La première partie d'un diptyque lovecraftien très ambitieux malgré des moyens particulièrement limités
LA HERENCIA VALDEMAR
2010 – ESPAGNE
Réalisé par José Luis Aleman
Avec Daniele Liotti, Oscar Jaenada, Laia Marull, Silvia Abascal, Santi Prego, Rodolfo Sancho, Ana Risueño, Norma Ruiz
THEMA DIABLE ET DEMONS
Contrairement à l’ensemble de ses homologues, le cinéaste espagnol José Luis Aleman n’a bénéficié d’aucune aide gouvernementale pour financer Le Territoire des ombres. L’ambition de son projet n’en est que plus étonnante : tourner dans la foulée deux longs-métrages d’époque s’inspirant des univers créés par l’écrivain H.P. Lovecraft. A vrai dire, le titre de cette première partie, Le Secret de Valdemar, évoque surtout Edgar Poe, Valdemar étant le nom de l’infortuné héros d’une des fameuses « Histoires Extraordinaires » publiées en 1845. A moins qu’il ne s’agisse d’un hommage à Waldemar Daninsky, le personnage frappé de lycanthropie qu’interpréta une douzaine de fois le mythique comédien Paul Naschy, qui joue ici le rôle du majordome Jarvas, et dont ce sera d’ailleurs le dernier rôle. Dès ses premières minutes, Le Territoire des ombres frappe par sa beauté plastique. Le générique de début, variante gothique de celui de Delicatessen, décline tous les postes clés de l’équipe du film sous forme d’objets anciens, au fil d’un magnifique plan-séquence porté par les envolées symphoniques du compositeur Arnau Bataller (qui orchestra les bandes originales de Beyond Re-Animator et [Rec] 3). La suite du métrage confirme le soin apporté à sa mise en forme : photographie somptueuse, décors à l’avenant, effets spéciaux de haute qualité, interprétation solide… Bref, Aleman a mis toutes les chances de son côté.
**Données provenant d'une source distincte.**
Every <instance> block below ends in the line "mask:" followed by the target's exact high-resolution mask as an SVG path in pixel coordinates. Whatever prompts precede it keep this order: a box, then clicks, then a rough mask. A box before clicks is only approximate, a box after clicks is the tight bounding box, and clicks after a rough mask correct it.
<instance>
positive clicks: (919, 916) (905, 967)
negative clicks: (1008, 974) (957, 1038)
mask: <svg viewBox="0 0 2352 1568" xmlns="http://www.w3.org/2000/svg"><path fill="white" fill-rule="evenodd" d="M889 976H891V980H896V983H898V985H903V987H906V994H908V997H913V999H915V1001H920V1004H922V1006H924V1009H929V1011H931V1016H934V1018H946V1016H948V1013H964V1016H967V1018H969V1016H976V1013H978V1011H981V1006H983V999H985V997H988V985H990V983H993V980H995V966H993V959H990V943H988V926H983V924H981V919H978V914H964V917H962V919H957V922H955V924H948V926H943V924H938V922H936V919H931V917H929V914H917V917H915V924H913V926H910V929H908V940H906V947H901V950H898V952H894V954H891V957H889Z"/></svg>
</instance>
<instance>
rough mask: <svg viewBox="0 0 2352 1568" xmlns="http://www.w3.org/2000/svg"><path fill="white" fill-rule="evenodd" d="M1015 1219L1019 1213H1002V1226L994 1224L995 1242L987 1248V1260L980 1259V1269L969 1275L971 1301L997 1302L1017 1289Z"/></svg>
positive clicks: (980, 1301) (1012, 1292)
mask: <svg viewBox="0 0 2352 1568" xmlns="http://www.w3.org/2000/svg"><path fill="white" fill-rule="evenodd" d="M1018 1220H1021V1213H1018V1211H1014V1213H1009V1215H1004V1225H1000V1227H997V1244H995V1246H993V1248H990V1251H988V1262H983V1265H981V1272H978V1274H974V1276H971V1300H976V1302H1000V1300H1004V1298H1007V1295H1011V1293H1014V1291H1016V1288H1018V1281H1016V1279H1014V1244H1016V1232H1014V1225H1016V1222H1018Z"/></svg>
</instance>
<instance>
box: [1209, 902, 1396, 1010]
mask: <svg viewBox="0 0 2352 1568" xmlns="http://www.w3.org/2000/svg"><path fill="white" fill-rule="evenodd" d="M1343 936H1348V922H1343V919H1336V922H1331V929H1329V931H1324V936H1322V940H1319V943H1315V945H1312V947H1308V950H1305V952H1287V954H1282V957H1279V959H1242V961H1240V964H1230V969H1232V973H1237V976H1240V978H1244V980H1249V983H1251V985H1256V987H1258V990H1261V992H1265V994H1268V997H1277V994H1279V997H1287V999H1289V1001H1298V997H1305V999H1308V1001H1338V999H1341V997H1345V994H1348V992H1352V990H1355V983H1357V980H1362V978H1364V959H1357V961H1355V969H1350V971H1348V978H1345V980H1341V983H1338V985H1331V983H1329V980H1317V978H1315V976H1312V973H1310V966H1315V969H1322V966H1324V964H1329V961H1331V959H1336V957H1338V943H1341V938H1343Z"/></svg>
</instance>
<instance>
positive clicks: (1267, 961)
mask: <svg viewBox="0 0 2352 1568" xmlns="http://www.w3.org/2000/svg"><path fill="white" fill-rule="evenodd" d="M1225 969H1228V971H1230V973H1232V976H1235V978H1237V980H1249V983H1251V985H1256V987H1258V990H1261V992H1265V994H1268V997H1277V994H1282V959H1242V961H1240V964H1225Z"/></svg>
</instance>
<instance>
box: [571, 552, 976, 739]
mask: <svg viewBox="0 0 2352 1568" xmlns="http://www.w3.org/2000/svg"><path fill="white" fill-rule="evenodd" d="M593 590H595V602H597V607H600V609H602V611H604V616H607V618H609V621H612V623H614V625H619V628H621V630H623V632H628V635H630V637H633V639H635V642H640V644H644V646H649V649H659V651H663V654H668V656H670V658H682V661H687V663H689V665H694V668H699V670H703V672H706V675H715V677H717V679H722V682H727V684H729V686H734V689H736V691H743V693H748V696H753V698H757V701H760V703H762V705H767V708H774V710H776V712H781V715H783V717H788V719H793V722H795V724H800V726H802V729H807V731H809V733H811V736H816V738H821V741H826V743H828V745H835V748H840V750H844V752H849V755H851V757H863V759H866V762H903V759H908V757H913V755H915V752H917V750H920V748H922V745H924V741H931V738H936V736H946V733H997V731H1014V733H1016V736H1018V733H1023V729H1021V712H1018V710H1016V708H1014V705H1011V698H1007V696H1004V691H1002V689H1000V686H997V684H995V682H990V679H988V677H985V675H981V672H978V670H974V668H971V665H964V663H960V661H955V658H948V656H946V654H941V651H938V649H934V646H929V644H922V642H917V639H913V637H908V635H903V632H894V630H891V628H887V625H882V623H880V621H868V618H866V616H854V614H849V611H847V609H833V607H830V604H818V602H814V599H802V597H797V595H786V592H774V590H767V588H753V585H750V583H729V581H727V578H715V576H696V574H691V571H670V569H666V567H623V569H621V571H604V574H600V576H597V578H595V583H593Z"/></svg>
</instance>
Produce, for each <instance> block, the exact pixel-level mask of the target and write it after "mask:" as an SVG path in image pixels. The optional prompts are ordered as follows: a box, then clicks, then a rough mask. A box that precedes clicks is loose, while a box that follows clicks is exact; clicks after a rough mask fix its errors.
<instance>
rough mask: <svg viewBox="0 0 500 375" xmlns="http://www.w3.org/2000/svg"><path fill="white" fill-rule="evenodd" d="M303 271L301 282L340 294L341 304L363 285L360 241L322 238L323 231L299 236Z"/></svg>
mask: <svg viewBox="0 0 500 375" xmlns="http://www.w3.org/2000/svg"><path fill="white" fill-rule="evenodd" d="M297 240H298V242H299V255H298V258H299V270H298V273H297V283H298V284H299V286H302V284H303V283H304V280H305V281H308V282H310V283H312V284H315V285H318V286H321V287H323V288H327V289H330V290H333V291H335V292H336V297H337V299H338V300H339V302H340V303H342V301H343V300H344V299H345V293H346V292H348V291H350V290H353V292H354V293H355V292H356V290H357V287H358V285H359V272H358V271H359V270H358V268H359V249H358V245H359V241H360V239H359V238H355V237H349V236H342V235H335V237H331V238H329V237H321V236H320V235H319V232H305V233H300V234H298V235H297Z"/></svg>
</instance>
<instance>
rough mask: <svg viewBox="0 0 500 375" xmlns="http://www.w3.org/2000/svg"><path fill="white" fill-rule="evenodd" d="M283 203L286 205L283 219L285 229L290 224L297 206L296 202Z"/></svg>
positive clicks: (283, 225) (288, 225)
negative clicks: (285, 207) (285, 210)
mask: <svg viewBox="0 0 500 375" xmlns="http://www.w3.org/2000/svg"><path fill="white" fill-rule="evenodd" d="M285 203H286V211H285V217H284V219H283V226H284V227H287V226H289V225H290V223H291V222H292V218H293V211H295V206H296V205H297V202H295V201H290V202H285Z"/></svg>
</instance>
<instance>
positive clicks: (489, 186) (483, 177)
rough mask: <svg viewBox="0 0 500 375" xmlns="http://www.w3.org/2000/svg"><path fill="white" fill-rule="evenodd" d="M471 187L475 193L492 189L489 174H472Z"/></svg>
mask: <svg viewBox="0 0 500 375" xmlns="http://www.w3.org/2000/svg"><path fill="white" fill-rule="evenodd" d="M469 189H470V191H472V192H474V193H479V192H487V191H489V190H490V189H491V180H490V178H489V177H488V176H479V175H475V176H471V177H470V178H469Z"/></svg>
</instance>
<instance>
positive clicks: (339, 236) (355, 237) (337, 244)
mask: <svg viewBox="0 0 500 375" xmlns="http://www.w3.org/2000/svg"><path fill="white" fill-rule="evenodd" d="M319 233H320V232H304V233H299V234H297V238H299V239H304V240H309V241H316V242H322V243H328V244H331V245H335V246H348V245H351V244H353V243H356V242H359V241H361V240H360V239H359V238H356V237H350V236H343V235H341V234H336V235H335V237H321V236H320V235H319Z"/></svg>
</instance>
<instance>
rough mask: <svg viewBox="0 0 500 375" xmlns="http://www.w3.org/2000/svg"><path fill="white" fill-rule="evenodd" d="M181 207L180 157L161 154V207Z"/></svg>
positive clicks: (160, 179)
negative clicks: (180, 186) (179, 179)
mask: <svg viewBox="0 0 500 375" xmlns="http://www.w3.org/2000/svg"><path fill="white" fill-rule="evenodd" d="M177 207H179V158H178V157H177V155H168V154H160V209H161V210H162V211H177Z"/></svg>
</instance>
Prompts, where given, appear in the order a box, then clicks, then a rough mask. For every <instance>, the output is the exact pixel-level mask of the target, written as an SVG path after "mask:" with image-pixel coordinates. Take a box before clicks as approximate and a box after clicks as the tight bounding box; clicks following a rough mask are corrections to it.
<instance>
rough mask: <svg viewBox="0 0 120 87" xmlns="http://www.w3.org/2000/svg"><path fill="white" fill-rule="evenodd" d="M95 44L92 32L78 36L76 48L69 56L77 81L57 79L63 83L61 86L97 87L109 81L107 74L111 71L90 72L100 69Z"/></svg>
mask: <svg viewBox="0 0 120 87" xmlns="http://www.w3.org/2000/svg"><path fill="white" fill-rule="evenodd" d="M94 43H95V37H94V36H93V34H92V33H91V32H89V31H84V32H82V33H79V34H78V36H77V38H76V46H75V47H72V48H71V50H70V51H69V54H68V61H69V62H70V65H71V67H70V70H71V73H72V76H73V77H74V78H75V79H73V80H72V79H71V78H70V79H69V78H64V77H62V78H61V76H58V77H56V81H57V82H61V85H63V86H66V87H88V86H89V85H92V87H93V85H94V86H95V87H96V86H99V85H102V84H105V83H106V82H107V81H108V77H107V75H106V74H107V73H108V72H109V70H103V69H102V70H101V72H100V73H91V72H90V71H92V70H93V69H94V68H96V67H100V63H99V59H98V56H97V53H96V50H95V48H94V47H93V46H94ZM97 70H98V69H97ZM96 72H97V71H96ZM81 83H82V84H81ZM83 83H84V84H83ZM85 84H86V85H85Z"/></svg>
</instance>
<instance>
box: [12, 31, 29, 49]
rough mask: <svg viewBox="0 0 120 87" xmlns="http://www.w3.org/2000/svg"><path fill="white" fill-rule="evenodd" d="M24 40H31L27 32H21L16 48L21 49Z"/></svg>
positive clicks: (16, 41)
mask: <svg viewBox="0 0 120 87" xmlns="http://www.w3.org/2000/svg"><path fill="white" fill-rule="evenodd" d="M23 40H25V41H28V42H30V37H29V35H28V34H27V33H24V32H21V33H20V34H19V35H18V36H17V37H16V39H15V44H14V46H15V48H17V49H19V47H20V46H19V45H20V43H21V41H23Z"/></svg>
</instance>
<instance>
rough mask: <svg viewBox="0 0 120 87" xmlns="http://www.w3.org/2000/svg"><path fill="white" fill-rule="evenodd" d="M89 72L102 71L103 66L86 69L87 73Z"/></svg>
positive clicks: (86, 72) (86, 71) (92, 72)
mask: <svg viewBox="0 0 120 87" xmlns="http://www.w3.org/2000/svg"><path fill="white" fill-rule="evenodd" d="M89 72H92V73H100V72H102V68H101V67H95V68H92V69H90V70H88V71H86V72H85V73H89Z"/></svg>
Le film démarre à notre époque. Lluisa Lorente, experte en biens immobiliers, est chargée d’évaluer la richesse d’une vaste demeure victorienne ayant appartenu à la famille Valdemar. Mais elle disparaît après avoir fait d’inquiétantes découvertes. Pour la retrouver, le directeur de l’agence engage le détective Nicolas Tramel. « A chaque océan ses mythes et légendes », lui dit-on. « C’est pareil avec les demeures. » L’intrigue nous transporte alors en 1874. Pour financer leur fondation de jeunes orphelins, Lazaro Valdemar et son épouse organisent chez eux de fausses séances de spiritisme. Mais un journaliste met à jour la tricherie et envoie Lazaro au cachot. Le destin de ce dernier s’apprête bientôt à basculer…
La fiction et la réalité s'entrechoquent
Les éléments fantastiques du récit ne se révèlent qu’avec parcimonie, le cinéaste s’attachant d’abord à nous intéresser à ses protagonistes et à affiner sa reconstitution historique. Pour brouiller les cartes, il mêle même à la fiction des personnages historiques réels, tels l’écrivain Bram Stoker (auteur de « Dracula »), les criminelles Belle Gunness et Lizzie Borden ou encore l’occultiste Aleister Crowley. Leur présence anachronique en pleine Espagne du XIXème siècle surprend quelque peu, d’autant que leur réunion au cours du dernier acte ouvre les portes d’une dimension inconnue et réveille des forces démoniaques prêtes à déferler sur notre monde. On le voit, les écrits de Lovecraft n’ont que peu de rapport avec le film, mais il ne s’agit que d’un premier acte prometteur, et les amateurs du tentaculaire Cthulhu pourront retrouver leur démon favori au cours du second épisode, comme le laissent imaginer les images furtives disséminées au cours du générique de fin.